Le ministre des Affaires étrangères du Chili, Alberto van Klaveren, a reçu jeudi dans la capitale chilienne son homologue bolivien, Fernando Aramayo, avec qui il a signé un protocole d'accord dans différents domaines, après près d'un demi-siècle de distance entre les deux pays.
« La présence au Chili du ministre des Affaires étrangères Aramayo marque vraiment une étape importante dans notre relation bilatérale, car dans le passé, les rencontres entre les ministres des Affaires étrangères du Chili et de la Bolivie n'étaient pas fréquentes », a souligné van Klaveren dans une vidéo diffusée sur les réseaux sociaux, où il a qualifié la rencontre d' »excellente ».
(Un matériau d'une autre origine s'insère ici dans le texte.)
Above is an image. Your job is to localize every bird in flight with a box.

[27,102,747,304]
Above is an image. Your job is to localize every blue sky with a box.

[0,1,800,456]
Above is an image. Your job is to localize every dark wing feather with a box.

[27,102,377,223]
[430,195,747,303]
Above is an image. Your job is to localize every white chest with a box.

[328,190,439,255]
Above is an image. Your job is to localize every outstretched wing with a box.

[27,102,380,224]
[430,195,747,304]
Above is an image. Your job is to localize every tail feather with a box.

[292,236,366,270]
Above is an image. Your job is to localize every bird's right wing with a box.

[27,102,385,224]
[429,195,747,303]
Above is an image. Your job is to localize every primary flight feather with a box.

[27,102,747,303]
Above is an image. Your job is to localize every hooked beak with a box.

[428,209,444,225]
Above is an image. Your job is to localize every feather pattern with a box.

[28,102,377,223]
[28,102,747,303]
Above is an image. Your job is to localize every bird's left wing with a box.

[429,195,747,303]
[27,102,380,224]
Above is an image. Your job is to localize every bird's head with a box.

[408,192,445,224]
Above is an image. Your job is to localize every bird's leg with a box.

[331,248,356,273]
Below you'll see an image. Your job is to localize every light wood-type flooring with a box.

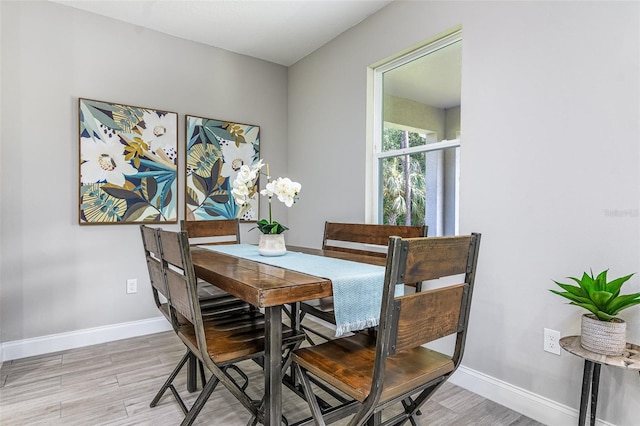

[0,320,541,426]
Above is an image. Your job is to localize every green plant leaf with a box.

[591,291,613,309]
[606,293,640,315]
[549,290,597,308]
[554,281,588,297]
[550,270,640,321]
[607,274,634,297]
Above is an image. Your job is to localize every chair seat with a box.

[302,296,333,313]
[178,311,305,365]
[292,333,455,402]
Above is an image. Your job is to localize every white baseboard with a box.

[449,365,615,426]
[0,317,171,362]
[0,317,615,426]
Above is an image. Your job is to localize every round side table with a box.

[560,336,640,426]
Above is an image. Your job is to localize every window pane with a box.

[380,148,458,236]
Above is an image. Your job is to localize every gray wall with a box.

[289,1,640,425]
[0,1,287,342]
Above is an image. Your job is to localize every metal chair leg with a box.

[180,376,220,426]
[149,349,191,413]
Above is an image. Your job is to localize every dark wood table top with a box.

[191,246,386,308]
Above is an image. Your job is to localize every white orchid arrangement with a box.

[231,159,302,234]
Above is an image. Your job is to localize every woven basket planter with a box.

[580,314,627,355]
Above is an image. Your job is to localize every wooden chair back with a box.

[140,225,169,318]
[380,234,480,367]
[293,234,480,425]
[180,219,240,245]
[322,222,428,256]
[158,230,202,332]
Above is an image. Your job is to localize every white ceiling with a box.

[50,0,461,108]
[50,0,393,66]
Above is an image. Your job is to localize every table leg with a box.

[264,306,282,426]
[289,302,302,387]
[578,360,594,426]
[187,353,198,392]
[591,364,602,426]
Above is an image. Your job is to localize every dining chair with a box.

[158,230,304,425]
[140,225,251,413]
[180,219,252,316]
[300,222,428,343]
[292,234,480,426]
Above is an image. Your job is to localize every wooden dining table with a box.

[191,246,386,426]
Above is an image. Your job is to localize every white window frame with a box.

[366,30,462,234]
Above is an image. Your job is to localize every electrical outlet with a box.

[543,328,560,355]
[127,278,138,294]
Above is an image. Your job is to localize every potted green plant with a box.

[550,270,640,355]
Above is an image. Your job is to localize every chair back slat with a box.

[163,268,195,324]
[159,231,185,269]
[402,235,472,283]
[158,231,202,325]
[180,219,240,244]
[322,222,427,253]
[375,234,480,368]
[140,225,168,298]
[394,284,466,353]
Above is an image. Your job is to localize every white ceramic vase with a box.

[580,314,627,355]
[258,234,287,256]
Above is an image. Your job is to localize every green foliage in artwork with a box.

[186,116,259,218]
[79,99,177,222]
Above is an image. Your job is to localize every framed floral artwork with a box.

[185,115,260,221]
[79,98,178,225]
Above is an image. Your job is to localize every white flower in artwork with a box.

[231,159,264,206]
[80,138,138,186]
[141,111,177,152]
[260,178,302,207]
[220,140,255,182]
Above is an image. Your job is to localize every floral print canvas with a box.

[185,116,260,220]
[79,99,178,224]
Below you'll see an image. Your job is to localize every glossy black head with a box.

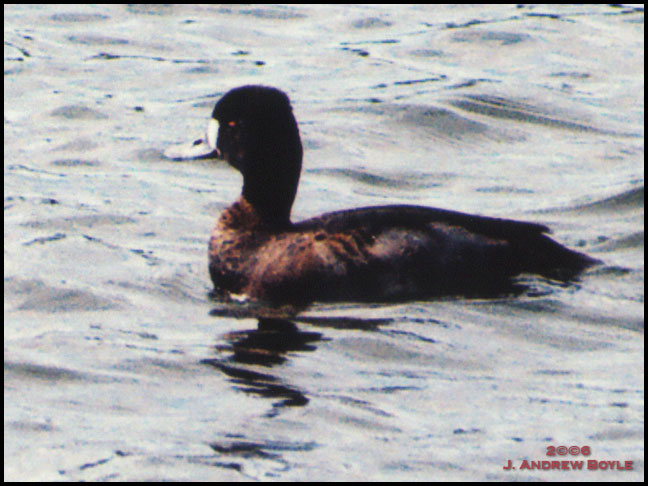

[212,86,302,225]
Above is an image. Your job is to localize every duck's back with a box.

[212,206,595,302]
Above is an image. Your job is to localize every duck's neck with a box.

[219,195,291,231]
[241,154,301,228]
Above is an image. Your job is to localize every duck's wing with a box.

[295,205,598,280]
[295,205,550,239]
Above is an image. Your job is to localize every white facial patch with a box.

[207,118,218,150]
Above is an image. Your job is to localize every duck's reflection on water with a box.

[201,307,391,416]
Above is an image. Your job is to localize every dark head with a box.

[208,86,302,225]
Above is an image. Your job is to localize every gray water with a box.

[4,5,644,481]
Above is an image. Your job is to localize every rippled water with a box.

[4,5,644,481]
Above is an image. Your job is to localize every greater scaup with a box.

[165,86,597,303]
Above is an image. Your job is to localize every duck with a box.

[164,85,599,304]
En ce sens, il a déclaré que « de grandes possibilités s'ouvrent à nous » avec la signature des mémorandums, qui incluent des sujets tels que la politique tarifaire, le tourisme, les routes aériennes et aussi en termes de relations humaines. « Nous espérons un avenir très prometteur dans nos relations avec la Bolivie et nous pensons que cette rencontre va précisément dans cette direction », a-t-il ajouté.
Pour sa part, le ministre bolivien des Affaires étrangères, Fernando Aramayo, a remercié la « réponse très agile, très efficace, très efficiente et à très court terme » de l'exécutif chilien, qui a permis de s'entendre sur un « programme substantiel en neuf points » pour aborder des questions telles que les ressources en eau, les frontières et le commerce.

Aramayo a exprimé sa gratitude à son homologue chilien et au président Gabriel Boric « pour avoir concrétisé tout cet ensemble de contenus qui montrent un bon chemin que nous parcourons dans l'aspiration commune de pouvoir rétablir les relations diplomatiques dans les plus brefs délais ».
Cette réunion marque le premier voyage officiel d'une autorité bolivienne depuis que Rodrigo Paz a accédé à la présidence en novembre 2025, lors d'une cérémonie en présence du président chilien de l'époque. Il s'agissait de la première réunion des chefs d'État des deux pays depuis près de deux décennies.
Les relations diplomatiques entre la Bolivie et le Chili ont été rompues en mars 1978 et, depuis lors, les liens se limitent à la sphère consulaire.
Comme le détaille le communiqué publié par le ministère chilien des Affaires étrangères à propos de la réunion, « les deux parties ont exprimé leur intérêt à progresser, à court terme, vers une plus grande ouverture du ciel à travers la signature d'un protocole d'accord visant à assouplir l'accord sur les services aériens en vigueur entre les deux pays ».

Les ministres des Affaires étrangères du Chili et de la Bolivie ont également abordé les défis communs en matière de sécurité frontalière et de coopération migratoire et ont examiné la mise en œuvre des accords bilatéraux signés ces dernières années. Dans ce cadre, ils ont célébré l'approbation au Congrès chilien de l'Accord sur l'homologation des permis de conduire et de l'Accord sur l'exemption des visas diplomatiques pour les diplomates des deux pays.
De même, ils ont souligné la présentation conjointe d'un projet de coopération binationale devant le Groupe des Fonds pour l'Environnement Mondial (FEM), visant la gestion durable des ressources en eau partagées. Les autorités ont également souligné la réactivation de la Commission de démarcation Chili-Bolivie, qui, après trois décennies d'inactivité, concentre désormais ses efforts sur la garantie de la continuité des travaux sur les bornes frontalières du secteur Colchane-Pisiga.